If there’s an underlying theme within our eclectic community, a single characteristic that unites us all, it’s a love of the surrounding environment. Clean air, crystalline rivers, deep blue skies, rolling fields of grass, abundant wildlife, rugged mountains rising in all directions — that’s what brings people here, and that’s what makes us all proud to call this place home. Not everyone expresses that love by launching a kayak into the Gallatin during high water, or screaming down the single-track below Emerald Lake. Some are content with a Sunday drive to Yellowstone Park, a casual stroll across Peet’s Hill, or just a quiet evening on the front porch, watching the alpenglow on the Bridgers.

But the world is changing before our eyes, and Bozeman is no exception. Our town is growing, and now more than ever, we need to do more than just love it — we need to work to ensure that it stays the kind of place we’ll love forever. History tells a sobering story in other booming Western towns: fields paved over, rivers polluted, wildlife destroyed or driven out, and mountain views blotted by buildings and smog.

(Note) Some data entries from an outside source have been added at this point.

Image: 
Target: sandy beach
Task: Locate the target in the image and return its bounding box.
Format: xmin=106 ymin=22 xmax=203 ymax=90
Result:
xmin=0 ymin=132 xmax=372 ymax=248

So take some time this summer to think about why you love Bozeman, why you live here instead of the city where you could make some real money, and what the local community means to you. Then figure out what you can do to keep it that way. Get involved in local programs, attend town meetings, send e-mails to local and state representatives. Or take an easier route and just vote with your dollars — with every purchase, think about where your money’s going, what you’re investing in. Make your voice heard, one way or another. After all, it’s your community, and your actions can help shape its future.

But most of all, take Edward Abbey's advice this summer and get outside, "get out there and hunt and fish and mess around with your friends, ramble out yonder and explore the forests, encounter the grizz, climb the mountains, bag the peaks, run the rivers, breathe deep of that yet sweet and lucid air, sit quietly for awhile and contemplate the precious stillness, that lovely, mysterious, and awesome space..."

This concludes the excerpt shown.